The first claim is, I think, incontrovertible. Since long before Croesus, king of Lydia, came up with the game-changing idea of standardized “coinage,” what governments have done and not done to structure, nudge, and put their thumbs on the scales has been decisively important for economic development.
Just look around you. Notice the hundred-fold divergence across political jurisdictions in relative levels of economic productivity and prosperity? I dare anyone to claim that the overwhelming bulk of that disparity springs from causes other than history and the current state of governance.
The second claim is also, I think, true. To say that economies are the products of intelligent design means only that some human intelligence or intelligences lies behind the design. It does not mean that the design is smart or optimal.
For one thing, the process by which the design decisions are made resembles committee work: most people want a horse, but the push and pull and tug of negotiation produces a camel. Moreover, the government officials, lobbyists, and interest groups doing the designing may not have the public interest in mind ― or even know what the public interest happens to be.
Most of the time in America, the process of intelligent design of the economy has gone well: that is why Americans are so relatively and absolutely rich today. After all, the Founding Fathers were keen on redesigning the infant American economy. Alexander Hamilton was clear on the primacy of commerce and industry.
In particular, Hamilton was convinced of the importance of a sophisticated banking system to support the growing economy. And he and his Federalist colleagues, including John Adams, believed strongly in providing infant industries with room to grow ― even using money from the Department of War to fund experiments in high-tech industry.
When the Democratic-Republicans, led by Thomas Jefferson and James Madison, replaced the Federalists, they quickly decided that their small-government principles were an out-of-power luxury. Wars of conquest, territorial acquisition, continental surveying, and canal and then railroad subsidies were good for voters, immigrants, and pretty much everyone else except the outnumbered and outgunned Native Americans who got in the way.
Indeed, any government that builds infrastructure and allocates land titles on the scale of the 19th-century U.S. government is “Big Government” incarnate. Add steep tariffs on imported manufactured goods ― rammed through over the angry protests of farmers and southern planters ― and you have the policies that intelligently designed much of 19th- and early 20th-century America.

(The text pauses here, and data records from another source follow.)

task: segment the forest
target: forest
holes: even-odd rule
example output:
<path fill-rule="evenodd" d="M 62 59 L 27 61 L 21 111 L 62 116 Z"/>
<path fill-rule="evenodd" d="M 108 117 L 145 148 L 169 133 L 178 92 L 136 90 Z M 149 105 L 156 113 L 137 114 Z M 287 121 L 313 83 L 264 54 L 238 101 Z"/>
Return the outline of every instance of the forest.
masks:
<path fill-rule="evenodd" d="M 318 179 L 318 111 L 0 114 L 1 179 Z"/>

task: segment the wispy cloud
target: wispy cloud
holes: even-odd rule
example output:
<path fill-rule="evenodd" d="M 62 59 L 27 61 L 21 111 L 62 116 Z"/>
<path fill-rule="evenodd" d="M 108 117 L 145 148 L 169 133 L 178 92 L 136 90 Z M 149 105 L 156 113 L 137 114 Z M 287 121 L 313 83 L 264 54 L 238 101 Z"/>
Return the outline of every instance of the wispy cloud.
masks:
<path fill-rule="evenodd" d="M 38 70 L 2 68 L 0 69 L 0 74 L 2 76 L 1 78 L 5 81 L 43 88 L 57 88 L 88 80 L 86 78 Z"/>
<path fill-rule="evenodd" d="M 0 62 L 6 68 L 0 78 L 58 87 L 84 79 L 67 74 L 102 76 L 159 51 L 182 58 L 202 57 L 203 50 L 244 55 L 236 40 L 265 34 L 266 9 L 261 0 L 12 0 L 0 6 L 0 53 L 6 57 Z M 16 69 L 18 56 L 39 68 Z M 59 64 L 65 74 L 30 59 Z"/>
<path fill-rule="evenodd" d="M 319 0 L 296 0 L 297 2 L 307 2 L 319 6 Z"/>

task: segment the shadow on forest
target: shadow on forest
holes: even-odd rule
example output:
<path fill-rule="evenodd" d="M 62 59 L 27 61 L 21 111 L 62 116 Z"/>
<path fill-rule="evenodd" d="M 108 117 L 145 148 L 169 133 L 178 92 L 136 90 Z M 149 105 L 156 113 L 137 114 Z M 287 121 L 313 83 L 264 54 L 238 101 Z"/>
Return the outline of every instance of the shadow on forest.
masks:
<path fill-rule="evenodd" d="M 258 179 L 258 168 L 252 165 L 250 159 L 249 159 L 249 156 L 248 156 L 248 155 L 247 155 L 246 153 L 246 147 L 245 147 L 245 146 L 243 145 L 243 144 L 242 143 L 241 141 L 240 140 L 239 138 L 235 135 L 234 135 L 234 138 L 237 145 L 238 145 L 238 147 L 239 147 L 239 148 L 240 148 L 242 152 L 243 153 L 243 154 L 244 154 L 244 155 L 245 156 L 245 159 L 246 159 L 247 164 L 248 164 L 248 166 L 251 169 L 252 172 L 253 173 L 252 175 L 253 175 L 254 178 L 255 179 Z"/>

After World War II, it was again government that led the redesign of the U.S. economy. The decisions to build an interstate highway system (and to spend most of that money on suburban commuter roads) and to jump-start the long-term mortgage market ― reflecting the widespread belief that General Motors’ interests were identical with America’s ― literally reconfigured the landscape. Combine that with the large-scale development of the world’s leading research universities, which then educated tens of millions of people, and with the tradition of using defense money to finance high-tech research and development, and, voil, you have the post-war U.S. economy.

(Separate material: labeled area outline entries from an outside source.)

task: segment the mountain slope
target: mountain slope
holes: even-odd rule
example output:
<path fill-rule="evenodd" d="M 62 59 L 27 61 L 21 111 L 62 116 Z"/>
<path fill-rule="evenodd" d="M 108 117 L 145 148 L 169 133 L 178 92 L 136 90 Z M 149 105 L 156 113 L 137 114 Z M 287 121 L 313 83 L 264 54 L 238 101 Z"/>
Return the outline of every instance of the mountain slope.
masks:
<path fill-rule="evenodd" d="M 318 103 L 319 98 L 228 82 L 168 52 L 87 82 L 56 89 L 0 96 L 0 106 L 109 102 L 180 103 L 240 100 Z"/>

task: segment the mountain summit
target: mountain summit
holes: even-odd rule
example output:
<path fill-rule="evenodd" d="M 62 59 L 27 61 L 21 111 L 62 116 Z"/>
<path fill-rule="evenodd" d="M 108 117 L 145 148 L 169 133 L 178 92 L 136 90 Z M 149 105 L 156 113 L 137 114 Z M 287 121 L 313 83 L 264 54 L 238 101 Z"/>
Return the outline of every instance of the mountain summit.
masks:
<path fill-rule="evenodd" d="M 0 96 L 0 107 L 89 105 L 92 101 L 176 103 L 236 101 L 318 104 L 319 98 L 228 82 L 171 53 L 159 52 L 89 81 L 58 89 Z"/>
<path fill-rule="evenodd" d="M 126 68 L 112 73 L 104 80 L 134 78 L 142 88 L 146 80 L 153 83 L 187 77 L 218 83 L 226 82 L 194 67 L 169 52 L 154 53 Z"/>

Whenever push has come to economic shove, America’s government has even deliberately devalued the dollar in the interest of economic prosperity. Franklin Roosevelt did it during the Great Depression, and Richard Nixon and Ronald Reagan did it, too.
This history is worth reviewing because America is poised for another debate over whether its economy evolves or is designed, with President Barack Obama’s opponents claiming that whatever is good in America’s economy has always evolved with no guidance, and that whatever is bad has been designed by government.
This claim is, of course, ludicrous. American governments will continue to plan and design the development of the economy, as they always have in the past. The question is how, and whether the design will be in any sense wise.
But there are two dangers in America’s forthcoming debate. The first concerns the term likely to be used to frame the debate: competitiveness. “Productivity” would be much better. “Competitiveness” carries the implication of a zero-sum game, in which America can win only if its trading partners lose.
That is a misleading, and dangerous, implication. Instead, all else being equal, richer trading partners benefit America: they make more good stuff for Americans to buy and sell more cheaply, and their stronger demand means that they are willing to pay more for the stuff that America has to sell. Win-win.
The second danger is that “competitiveness” implies that what is good for companies located in America ― good, that is, for their investors, executives, and financiers ― is good for America as a whole. Back when President Dwight D. Eisenhower’s cabinet nominee Charlie Wilson claimed that what was “good for America was good for General Motors ― and vice versa,” GM included not just shareholders, executives, and financiers, but also suppliers and members of the United Auto Workers union. By contrast, General Electric CEO Jeffrey Immelt, recently appointed by Obama to lead the president’s Council on Jobs and Competitiveness, runs a company that has long since narrowed to executives, investors, and financiers.
Let us hope that the looming debate goes well. A more prosperous and rapidly growing America ― a scenario in which the rest of the world has a vital interest ― hangs in the balance.
By J. Bradford DeLong
J. Bradford DeLong, a former U.S. assistant secretary of treasury, is a professor of economics at the University of California at Berkeley and a research associate at the National Bureau for Economic Research. ― Ed.